I won't be surprised. Many Saga games have some counter that goes up in the background that takes the number of battles you've done into account and use that to affect the events you get and/or the difficulty of the monsters you eventually encounter.
 
Yeah, but my main question is if they curated the game well enough to prevent stuff like enemy getting too strong with no real way to catch up it. Of course, there's equipment upgrades, but at some point (at least in this game), it's going to have a limit.

It's nice to have a self-adjusting difficulty, but when it goes wrong, we have shit like LunarDS where leveling up too much only made the game more annoying to play and nothing to really offer.
 

RevenantKioku

PEINS PEINS PEINS PEINS PEINS PEINS PEINS PEINS PEINS PEINS PEINS PEINS oh god i am drowning in them
So far, I think everything about the game is super well done except the programming. (._. )

Load times, stuttering, meh crap. But game design feels really satisfying, I have no complaints with that at all so far.

Maybe it's playing it on the under-powered VitaTV that is causing you these issues?
I kid. Well, at least I haven't noticed any stuttering. Load times, though.
 

duckroll

Member
What happened to everyone else playing the game? :(

I'm down with the flu so I was in bed the whole day. Managed to get through a bunch of stuff! I wanna make a big post about the battle mechanics and why the battles are so fun and addictive, but I feel like shit now so..... :/

It's interesting how Scarlet Grace really challenges the notion that you need certain things in a RPG, especially a JRPG. The battle design reflects the same philosophy the world/story design embraces - it emphasizes certain core elements by removing elements which people expect. There are no battle items in the game, there is no healing, the battle menu is super streamlined, but even so I feel like there is a ton of strategy and options. The battles really shine when you realize that you are encouraged to experiment with the party construction, swap characters in and out depending on what you expect from a battle, and try to really understand how to best abuse the turn order, the rengeki attacks, status ailments, and so on.
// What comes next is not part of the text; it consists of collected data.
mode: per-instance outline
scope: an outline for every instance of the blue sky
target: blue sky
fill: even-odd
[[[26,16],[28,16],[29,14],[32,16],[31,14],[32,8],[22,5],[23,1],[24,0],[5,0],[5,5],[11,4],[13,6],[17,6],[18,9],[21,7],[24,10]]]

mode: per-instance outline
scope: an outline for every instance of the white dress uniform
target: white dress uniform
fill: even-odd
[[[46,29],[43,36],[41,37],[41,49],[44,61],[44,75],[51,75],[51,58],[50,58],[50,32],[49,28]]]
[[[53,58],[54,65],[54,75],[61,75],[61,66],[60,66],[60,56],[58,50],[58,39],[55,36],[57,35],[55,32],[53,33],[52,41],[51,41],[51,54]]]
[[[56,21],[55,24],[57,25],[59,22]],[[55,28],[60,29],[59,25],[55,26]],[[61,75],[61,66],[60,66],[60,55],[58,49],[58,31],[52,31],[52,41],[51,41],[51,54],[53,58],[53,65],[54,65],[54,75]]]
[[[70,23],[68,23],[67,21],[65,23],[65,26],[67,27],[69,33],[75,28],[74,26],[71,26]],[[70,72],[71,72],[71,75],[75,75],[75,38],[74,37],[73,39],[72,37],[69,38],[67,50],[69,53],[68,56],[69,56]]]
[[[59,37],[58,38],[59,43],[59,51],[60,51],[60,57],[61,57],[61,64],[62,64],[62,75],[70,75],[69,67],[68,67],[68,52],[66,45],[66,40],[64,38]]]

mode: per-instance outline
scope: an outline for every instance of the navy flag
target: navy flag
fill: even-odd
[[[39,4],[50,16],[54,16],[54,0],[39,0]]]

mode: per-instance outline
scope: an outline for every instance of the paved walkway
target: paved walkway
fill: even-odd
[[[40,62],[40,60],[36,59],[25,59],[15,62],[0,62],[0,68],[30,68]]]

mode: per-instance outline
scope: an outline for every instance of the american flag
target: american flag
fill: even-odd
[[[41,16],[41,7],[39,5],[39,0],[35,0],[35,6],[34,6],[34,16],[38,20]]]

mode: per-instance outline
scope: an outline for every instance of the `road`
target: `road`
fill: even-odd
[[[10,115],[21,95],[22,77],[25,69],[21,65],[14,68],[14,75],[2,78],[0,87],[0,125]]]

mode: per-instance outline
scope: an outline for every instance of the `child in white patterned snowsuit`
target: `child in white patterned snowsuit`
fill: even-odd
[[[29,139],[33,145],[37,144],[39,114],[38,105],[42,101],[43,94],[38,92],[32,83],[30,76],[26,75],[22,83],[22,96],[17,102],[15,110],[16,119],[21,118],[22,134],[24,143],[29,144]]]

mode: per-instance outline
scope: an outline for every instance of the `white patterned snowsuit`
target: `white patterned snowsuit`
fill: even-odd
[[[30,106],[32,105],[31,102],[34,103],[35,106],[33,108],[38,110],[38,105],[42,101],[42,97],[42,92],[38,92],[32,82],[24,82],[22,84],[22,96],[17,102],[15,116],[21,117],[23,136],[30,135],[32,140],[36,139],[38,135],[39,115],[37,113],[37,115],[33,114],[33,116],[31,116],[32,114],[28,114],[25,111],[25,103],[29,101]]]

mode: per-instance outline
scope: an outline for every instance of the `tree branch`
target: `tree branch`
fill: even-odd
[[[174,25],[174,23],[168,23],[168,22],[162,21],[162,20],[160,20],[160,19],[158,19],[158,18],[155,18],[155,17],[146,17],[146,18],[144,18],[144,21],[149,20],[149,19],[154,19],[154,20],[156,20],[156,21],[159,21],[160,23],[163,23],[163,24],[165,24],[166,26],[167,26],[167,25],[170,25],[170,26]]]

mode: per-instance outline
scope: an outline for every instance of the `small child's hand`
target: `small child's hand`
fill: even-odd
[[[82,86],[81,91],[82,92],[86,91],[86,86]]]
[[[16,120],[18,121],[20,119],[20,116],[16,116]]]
I'm almost 10 hours into Urpina's story and I think I'm in the "second half" now. It feels much more non-linear, and I'm pretty sure whatever I'm doing now isn't even part of the main story. But I managed to run into Leonard and recruited him! Got a trophy for it too. Yay!
 

Aeana

Member
Maybe it's playing it on the under-powered VitaTV that is causing you these issues?
I kid. Well, at least I haven't noticed any stuttering. Load times, though.
I've played it on both the Vita and VitaTV and it's exactly the same.


I'm still playing, but I got stuck on a boss yesterday which led to me starting up FF2 for my play through thread. So now I'm doing both.